This post is part of our Tips & Tricks series, highlighting some of Datorama’s most interesting or useful features. This series features guest authors from our Client Success team, who are hard at work every day helping Datorama customers with everything from data prep to visualization.
This post is by Caroline Kangpan, Client Success Sr. Manager.
As a technical client success lead, one of the most common questions I get from my clients is: ‘What is the best way to harmonize my data?’
First, what is harmonization?
Data harmonization is the concept of bringing together your data from different data sources with potentially varying file formats, naming conventions, and columns, and transforming it into one cohesive data set. It also happens to be one of the things Datorama helps marketers handle most easily. If “centralizing” your marketing data is putting it into one place, “unifying” your marketing data is connecting it all together into a seamless whole for analysis. When data gets unified, it gets harmonized. It’s here where data classification occurs– giving you the power to get all of your data into an “apples to apples” format and to supplement your analysis with dimensions that don’t exist in your source data.
Note: I’ll use classification in this blog post as our guiding term, but data normalization and data cleansing are often used as well.
What are some examples of classifications in harmonization?
Before we dive in, understand that classifications generally fall into one of two overarching buckets: business and marketing and are typically the driving force enabling you to slice and dice your data to uncover insights. They will often materialize as filters, drill downs, or segmentations in your dashboard visuals and reports.

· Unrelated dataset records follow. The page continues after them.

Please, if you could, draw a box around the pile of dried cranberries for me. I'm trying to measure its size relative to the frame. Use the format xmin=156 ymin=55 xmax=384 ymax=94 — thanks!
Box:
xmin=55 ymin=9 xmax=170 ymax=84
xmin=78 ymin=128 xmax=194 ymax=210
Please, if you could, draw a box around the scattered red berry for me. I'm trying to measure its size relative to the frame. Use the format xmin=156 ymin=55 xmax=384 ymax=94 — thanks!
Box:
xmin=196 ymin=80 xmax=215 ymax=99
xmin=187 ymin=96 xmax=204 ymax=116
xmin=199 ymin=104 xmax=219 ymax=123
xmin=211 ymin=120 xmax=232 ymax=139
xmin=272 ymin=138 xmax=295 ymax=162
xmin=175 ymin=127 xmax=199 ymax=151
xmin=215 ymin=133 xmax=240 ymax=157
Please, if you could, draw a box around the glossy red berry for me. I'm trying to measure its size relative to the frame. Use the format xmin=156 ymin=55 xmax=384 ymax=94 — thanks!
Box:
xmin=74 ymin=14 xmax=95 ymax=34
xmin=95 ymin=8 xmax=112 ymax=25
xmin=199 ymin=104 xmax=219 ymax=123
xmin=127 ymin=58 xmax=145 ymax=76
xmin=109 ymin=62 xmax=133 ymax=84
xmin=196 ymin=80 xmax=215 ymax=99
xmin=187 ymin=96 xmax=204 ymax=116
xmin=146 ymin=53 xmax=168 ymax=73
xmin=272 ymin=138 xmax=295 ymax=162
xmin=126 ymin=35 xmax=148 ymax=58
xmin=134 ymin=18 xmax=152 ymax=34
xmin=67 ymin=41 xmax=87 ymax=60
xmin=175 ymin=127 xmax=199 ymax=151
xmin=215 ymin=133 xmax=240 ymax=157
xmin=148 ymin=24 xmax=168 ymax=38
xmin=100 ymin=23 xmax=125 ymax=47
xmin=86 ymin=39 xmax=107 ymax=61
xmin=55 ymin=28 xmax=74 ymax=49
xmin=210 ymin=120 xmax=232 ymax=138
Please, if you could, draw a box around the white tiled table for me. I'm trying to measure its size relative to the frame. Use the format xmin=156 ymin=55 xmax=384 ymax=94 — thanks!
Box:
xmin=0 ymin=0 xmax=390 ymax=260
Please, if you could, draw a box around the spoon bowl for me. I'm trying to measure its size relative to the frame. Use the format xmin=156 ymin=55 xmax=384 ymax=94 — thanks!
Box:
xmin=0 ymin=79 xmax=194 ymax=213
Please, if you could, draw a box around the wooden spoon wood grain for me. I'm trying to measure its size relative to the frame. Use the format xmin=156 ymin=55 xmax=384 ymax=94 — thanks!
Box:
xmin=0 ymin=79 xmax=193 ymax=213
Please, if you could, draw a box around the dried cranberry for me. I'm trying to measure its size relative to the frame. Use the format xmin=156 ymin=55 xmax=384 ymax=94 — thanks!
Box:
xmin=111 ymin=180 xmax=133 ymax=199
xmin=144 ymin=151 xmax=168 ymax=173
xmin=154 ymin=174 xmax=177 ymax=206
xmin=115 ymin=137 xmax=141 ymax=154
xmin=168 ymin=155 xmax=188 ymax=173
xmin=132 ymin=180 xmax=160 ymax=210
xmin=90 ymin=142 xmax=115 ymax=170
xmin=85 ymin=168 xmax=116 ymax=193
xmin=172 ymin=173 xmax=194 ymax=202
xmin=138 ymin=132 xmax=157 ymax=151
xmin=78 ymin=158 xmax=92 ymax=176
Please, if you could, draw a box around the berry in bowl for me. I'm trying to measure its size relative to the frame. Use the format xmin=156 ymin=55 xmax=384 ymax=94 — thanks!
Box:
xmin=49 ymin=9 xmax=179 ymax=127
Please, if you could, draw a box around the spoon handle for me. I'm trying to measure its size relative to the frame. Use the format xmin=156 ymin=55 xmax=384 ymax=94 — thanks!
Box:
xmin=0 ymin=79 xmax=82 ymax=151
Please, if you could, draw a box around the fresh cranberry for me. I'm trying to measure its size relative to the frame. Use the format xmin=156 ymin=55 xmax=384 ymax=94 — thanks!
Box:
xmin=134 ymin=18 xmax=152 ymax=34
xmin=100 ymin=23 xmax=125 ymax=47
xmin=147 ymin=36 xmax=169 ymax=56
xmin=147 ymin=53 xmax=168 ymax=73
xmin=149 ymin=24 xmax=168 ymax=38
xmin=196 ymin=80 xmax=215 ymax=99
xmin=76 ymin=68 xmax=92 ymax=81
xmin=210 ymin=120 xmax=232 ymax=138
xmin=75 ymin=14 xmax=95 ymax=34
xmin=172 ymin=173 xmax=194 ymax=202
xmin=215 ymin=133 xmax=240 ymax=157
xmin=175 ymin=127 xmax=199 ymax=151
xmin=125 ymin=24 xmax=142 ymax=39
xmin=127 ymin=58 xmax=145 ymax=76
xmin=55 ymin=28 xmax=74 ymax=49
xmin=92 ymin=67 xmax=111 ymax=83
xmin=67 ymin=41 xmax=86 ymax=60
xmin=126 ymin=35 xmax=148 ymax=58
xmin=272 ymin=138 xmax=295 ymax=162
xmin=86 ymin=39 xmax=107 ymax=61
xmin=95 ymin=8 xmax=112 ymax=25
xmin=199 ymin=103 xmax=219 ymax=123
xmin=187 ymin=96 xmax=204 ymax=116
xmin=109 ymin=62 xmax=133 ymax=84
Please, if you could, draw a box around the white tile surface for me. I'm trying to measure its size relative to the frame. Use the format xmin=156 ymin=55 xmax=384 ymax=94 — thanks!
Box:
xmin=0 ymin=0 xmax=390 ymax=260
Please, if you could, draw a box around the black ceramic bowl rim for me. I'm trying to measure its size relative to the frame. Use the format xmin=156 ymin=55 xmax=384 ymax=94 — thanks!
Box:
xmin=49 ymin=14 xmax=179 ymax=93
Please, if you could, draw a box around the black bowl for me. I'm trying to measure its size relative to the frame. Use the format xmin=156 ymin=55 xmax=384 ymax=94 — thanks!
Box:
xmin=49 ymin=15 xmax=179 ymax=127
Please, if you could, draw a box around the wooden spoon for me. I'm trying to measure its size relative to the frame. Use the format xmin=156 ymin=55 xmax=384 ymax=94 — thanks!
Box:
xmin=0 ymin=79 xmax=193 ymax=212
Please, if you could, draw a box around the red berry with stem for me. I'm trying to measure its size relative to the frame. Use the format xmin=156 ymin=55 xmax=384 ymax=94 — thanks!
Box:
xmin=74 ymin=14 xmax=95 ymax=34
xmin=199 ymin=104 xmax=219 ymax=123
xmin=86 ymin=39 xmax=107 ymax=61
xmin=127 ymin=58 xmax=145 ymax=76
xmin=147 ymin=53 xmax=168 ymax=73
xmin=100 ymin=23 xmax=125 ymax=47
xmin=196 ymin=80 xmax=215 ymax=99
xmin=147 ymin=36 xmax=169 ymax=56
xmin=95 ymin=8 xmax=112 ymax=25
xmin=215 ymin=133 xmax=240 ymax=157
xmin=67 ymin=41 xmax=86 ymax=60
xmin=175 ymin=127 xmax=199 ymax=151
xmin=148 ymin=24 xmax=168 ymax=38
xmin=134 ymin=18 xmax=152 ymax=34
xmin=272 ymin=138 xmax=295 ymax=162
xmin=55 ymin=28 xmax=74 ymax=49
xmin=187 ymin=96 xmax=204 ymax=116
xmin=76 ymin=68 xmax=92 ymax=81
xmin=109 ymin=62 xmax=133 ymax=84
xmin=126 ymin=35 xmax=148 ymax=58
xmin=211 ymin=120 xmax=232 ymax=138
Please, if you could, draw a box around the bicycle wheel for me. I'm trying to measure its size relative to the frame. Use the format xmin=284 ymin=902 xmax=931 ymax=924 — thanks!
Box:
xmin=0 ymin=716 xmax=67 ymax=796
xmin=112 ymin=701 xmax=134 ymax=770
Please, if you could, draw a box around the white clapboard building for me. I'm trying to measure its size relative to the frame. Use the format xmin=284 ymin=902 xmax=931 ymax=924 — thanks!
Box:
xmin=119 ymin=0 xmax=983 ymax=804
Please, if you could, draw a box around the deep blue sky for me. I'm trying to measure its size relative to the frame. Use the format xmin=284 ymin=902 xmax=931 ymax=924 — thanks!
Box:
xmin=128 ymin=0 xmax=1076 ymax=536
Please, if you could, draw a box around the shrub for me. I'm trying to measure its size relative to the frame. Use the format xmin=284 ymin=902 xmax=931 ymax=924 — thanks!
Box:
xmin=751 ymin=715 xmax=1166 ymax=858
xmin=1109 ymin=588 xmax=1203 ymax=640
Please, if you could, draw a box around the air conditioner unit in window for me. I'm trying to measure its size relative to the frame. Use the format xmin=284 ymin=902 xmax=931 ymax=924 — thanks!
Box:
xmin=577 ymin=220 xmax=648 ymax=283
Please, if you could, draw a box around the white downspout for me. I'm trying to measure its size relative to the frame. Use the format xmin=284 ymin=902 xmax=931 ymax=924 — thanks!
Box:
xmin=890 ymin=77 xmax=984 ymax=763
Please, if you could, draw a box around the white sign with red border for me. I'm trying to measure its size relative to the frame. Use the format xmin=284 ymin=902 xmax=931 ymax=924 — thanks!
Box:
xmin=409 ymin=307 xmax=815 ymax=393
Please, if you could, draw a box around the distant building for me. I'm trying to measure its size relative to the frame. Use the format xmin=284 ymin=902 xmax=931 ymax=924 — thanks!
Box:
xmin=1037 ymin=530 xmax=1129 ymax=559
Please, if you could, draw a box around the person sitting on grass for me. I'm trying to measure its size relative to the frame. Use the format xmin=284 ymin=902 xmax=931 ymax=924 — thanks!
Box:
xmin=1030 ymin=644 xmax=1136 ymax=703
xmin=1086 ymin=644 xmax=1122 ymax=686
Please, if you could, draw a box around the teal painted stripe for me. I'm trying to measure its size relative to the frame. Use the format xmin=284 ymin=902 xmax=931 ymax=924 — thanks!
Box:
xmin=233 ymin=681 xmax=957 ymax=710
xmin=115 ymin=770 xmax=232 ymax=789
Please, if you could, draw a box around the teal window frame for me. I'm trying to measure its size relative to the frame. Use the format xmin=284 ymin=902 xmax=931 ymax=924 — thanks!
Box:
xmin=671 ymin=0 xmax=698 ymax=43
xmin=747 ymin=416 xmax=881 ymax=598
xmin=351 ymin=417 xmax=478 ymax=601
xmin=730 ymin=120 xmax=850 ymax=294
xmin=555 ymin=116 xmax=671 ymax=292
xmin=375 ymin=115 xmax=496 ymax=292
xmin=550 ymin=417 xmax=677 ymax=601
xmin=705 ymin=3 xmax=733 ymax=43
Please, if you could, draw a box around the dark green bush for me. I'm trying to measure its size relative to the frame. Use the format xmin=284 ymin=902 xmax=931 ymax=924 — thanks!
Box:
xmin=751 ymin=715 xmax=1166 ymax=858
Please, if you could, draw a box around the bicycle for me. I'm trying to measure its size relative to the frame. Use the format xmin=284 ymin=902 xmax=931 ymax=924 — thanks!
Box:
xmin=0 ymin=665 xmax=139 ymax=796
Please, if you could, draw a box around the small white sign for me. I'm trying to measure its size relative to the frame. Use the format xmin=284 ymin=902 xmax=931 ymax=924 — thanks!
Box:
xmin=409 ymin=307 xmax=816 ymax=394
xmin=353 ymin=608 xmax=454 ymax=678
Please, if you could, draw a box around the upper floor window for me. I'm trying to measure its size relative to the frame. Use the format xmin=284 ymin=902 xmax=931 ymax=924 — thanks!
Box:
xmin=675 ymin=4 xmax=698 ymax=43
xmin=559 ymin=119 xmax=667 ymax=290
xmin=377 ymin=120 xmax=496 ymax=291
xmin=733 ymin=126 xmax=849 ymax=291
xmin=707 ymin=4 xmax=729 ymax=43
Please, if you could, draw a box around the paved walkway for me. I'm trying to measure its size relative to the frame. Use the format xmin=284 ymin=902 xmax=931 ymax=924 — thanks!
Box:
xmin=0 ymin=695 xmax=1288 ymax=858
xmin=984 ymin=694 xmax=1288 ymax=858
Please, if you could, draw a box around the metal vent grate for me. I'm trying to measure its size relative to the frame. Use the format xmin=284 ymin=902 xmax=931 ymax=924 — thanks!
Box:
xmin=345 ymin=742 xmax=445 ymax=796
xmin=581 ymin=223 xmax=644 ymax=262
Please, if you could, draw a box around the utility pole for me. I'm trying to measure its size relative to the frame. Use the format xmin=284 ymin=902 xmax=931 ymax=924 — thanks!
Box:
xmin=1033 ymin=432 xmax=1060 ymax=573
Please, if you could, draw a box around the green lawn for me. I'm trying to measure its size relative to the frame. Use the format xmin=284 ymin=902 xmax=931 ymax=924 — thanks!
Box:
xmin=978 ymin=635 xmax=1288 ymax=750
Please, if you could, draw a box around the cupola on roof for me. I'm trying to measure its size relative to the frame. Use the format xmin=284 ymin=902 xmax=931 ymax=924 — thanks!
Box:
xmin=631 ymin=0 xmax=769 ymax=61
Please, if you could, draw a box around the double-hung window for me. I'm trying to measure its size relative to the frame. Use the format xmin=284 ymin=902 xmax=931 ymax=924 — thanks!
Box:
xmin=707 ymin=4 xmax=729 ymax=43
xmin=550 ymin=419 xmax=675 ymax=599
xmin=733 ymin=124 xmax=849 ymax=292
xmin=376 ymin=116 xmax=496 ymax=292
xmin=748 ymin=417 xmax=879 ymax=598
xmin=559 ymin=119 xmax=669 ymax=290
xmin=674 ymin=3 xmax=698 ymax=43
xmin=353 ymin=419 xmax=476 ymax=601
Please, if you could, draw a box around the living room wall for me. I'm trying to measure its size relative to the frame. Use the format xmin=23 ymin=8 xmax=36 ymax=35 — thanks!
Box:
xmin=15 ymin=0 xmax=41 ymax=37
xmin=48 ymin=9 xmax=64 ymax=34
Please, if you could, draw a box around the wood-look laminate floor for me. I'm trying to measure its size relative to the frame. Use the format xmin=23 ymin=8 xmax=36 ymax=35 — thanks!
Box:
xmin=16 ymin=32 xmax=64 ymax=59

Here are some examples of common business and marketing classifications:
- Business Classifications
- Business Unit
- Product Group
- Product SKU
- Marketing Classifications
- Creative (or Content)
- Audience/Customer Segment
Now let’s take a look at some of the Datorama feature sets for classification in the context of some questions you might have about your data.
Example 1: The Dimensions Explorer
Question: What’s the best way to simply “write in” a small number of classification changes as needed?
The Dimensions Explorer is designed for these simple on-the-fly changes, allowing you to drill down into your data model and see every key and their corresponding attributes that are in the system. For instance, you can go to your campaign entity and update a campaign name manually (just be sure to hit “save”).
Example 2: Transformation Groups
Question: Our conversion events or action tags are more granular than we require for our Executive dashboard. Can we create a more high-level classification in Datorama from our source data?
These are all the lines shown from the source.